Unlike the previous two years, which witnessed maiden triumphs for St Johnstone and Inverness Caledonian Thistle, there will be no new name inscribed on the oldest football trophy of them all at Hampden this afternoon.
But regardless of the outcome of the 131st Scottish Cup final, there will be a powerful sense of renewal nonetheless for the winners and their supporters.
In contrasting ways, set against vastly different timescales, this is an occasion laden with potentially pivotal significance for both Hibernian and Rangers.
In the Easter Road club’s case, it is the familiar but compelling narrative of their quest to lift the prestigious silverware for the first time since 1902.
In comparison, the Ibrox men’s last Scottish Cup success in 2009 is a mere blink of the eye ago. It is the traumatic events they have suffered since 2012, however, which would place such an emotionally-charged perspective on claiming the first major trophy since their financial meltdown.
There is no shortage of intrigue, then, surrounding the first Scottish Cup final to be contested by two teams outwith the top flight of league football. Rangers, of course, will be back in the Premiership next season after winning the Championship emphatically, while Hibs’ failure to negotiate the play-offs has consigned them to a third consecutive campaign of second tier football.
That may partly influence the bookmakers’ view of Mark Warburton’s team as odds-on favourites to win the cup, with Alan Stubbs’ side available at around 7-4.

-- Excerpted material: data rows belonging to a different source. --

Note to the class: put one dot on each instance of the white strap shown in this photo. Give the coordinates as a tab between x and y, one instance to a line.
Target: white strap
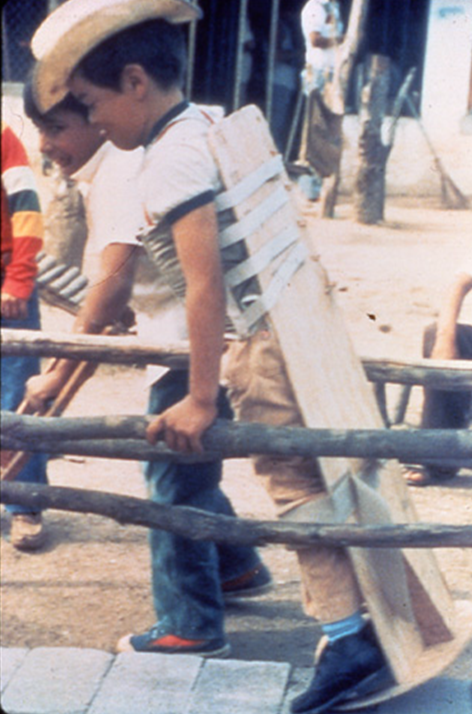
281	278
260	260
254	220
249	184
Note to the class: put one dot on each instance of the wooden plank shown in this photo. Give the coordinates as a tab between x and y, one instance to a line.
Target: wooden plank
332	391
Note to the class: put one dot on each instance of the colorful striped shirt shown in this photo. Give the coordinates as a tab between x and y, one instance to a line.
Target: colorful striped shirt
22	224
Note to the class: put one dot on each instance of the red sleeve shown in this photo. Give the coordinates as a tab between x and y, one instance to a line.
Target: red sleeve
22	226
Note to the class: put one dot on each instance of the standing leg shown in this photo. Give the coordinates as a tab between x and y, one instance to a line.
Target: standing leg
26	530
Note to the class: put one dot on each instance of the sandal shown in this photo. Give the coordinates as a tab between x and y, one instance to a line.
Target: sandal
417	476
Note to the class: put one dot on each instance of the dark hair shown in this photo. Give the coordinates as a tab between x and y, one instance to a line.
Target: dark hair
157	45
69	103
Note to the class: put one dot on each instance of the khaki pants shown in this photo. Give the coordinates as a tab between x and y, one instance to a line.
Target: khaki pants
259	390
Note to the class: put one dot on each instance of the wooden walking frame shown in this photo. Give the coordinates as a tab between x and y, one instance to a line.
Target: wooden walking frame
418	625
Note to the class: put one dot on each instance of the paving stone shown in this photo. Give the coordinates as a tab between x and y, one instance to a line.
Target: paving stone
56	680
438	696
147	684
10	660
300	678
233	687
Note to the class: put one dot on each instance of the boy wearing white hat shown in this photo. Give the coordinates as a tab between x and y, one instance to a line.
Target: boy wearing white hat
131	83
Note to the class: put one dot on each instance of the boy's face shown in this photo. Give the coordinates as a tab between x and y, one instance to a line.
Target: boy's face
68	139
116	113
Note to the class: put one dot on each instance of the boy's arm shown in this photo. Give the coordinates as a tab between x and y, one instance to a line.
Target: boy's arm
104	303
196	240
445	344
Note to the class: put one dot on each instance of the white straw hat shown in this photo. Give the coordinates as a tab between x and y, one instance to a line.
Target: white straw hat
77	26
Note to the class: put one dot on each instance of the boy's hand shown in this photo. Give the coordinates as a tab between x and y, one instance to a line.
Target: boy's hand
14	308
445	349
182	426
43	387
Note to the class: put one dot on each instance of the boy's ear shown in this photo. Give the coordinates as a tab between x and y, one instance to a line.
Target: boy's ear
135	79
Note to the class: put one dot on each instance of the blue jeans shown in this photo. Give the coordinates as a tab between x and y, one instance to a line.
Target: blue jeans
15	371
187	574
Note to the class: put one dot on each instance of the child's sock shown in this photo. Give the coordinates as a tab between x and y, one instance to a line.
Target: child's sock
341	628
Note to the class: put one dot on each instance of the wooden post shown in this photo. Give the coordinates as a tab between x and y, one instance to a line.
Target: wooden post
369	193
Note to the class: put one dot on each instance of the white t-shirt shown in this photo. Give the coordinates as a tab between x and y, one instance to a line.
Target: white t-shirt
113	209
323	17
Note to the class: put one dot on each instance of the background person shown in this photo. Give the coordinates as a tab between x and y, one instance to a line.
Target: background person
446	339
21	241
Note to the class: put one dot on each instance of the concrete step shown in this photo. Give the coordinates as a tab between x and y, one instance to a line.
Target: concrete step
48	680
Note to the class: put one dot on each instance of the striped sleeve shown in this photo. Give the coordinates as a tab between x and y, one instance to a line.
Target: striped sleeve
22	224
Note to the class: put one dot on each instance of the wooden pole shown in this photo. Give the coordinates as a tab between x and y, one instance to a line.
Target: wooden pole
201	525
369	193
123	438
439	374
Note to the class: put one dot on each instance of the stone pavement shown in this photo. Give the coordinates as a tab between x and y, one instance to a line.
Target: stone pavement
48	680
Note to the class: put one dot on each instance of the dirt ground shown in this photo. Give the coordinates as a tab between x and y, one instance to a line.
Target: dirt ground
90	583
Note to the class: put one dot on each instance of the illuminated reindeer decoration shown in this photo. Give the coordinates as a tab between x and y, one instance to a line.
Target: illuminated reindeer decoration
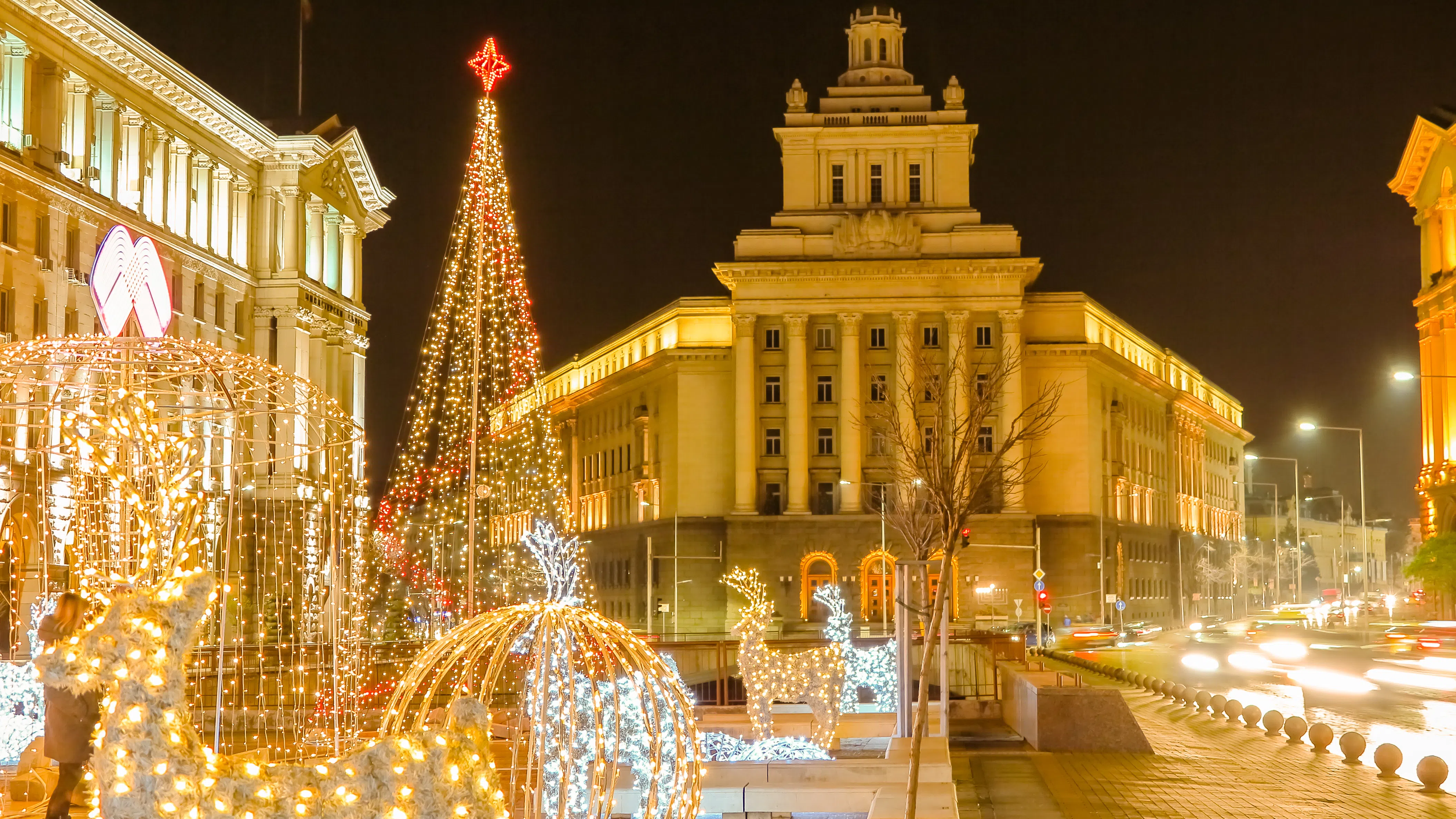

Closer analysis of the build-up to the final, however, appears to offer a less clear-cut view of which team comes into it better prepared.
After securing their main priority of automatic promotion with something to spare, Rangers’ league form tailed off with two draws and two defeats – one of those away to Hibs – in their last four Championship fixtures.
They have not won a match in 90 minutes since defeating Peterhead 4-0 in the Petrofac Training Cup final at Hampden on 10 April, although their penalty shoot-out triumph against Celtic in the Scottish Cup semi-final the following week came on the back of one of their most impressive performances yet under Warburton.
It remains to be seen if they can suddenly rediscover that level of intensity following their indifferent end to the campaign and the subsequent three-week break from competitive action while they waited for today’s showpiece occasion.
Warburton, who prides himself on the meticulous preparation of his players, remains defiantly relaxed about the clear drop in their performance levels.
“Don’t forget the players came off a ten-day period in which they had won the league, won the Challenge Cup at Hampden and then beat Celtic there,” said Warburton.
“So maybe it was a natural, subconscious reaction to a really successful ten-day period. We will learn from it, hopefully, but we are not looking too much into it.
“That last game at Easter Road, we had a lot of the ball, a lot of chances and didn’t maximise it. So we will be in good shape on Saturday.”
While Stubbs would happily trade Hibs’ despair in the promotion play-offs for Rangers’ delight as Championship winners, he sees a possible advantage for his team today in terms of the greater match sharpness their ties against Raith Rovers and Falkirk have provided over the past fortnight.
Setting aside the Petrofac Training Cup first round tie at Easter Road on the opening day of the season, when Rangers eventually romped their way to a 6-2 win after Hibs had dominated much of the first half, the teams have been fairly evenly matched.
It was two wins apiece in the league, with home advantage counting every time and only Rangers’ 4-2 success at Ibrox in December saw victory achieved by more than a single goal margin.
Even in their respective paths to the final, there has been little to split them. Both have taken three Premiership scalps each, including those of their biggest rivals Hearts and Celtic.
Warburton’s success in his first year at Rangers has been achieved with a lean first-team squad, one which will be significantly tested again today.
Dominic Ball, so influential in the holding midfield role against Celtic in the semi-final, misses out through suspension to join the injured Harry Forrester and cup-tied pair of Billy King and Michael O’Halloran on the sidelines.
The return to action of top scorer Martyn Waghorn is a boost for Rangers, albeit without any certainty as to how effective he will be in such a high-profile game so soon after a lengthy injury absence.
For Stubbs, in what is his 100th game as Hibs manager, the team selection issues are more focused on who to leave out.
His choices up front are the most fascinating, with the possibility that Jason Cummings, a potential matchwinner on any given day, may have to settle for a place on the bench.
That would be a big decision, given his outstanding scoring record of eight goals in ten previous career appearances against Rangers.
As is so often the case, though, the midfield area may offer the most reliable indicator of where the battle is likely to be won.
Rangers have benefitted from the consistency and energy in that department of Andy Halliday and Jason Holt all season, while John McGinn and Liam Henderson can be the driving force and creative influence for a Hibs team at their best.
Warburton’s team merit their status as favourites on a day when the ancillary prize on offer is a place in the Europa League next season.
But, although both history and the bookies are against Hibs, it would hardly be the greatest shock of recent times if it is Sunshine On Leith rather than Penny Arcade which is blasting out of the Hampden PA system at full-time.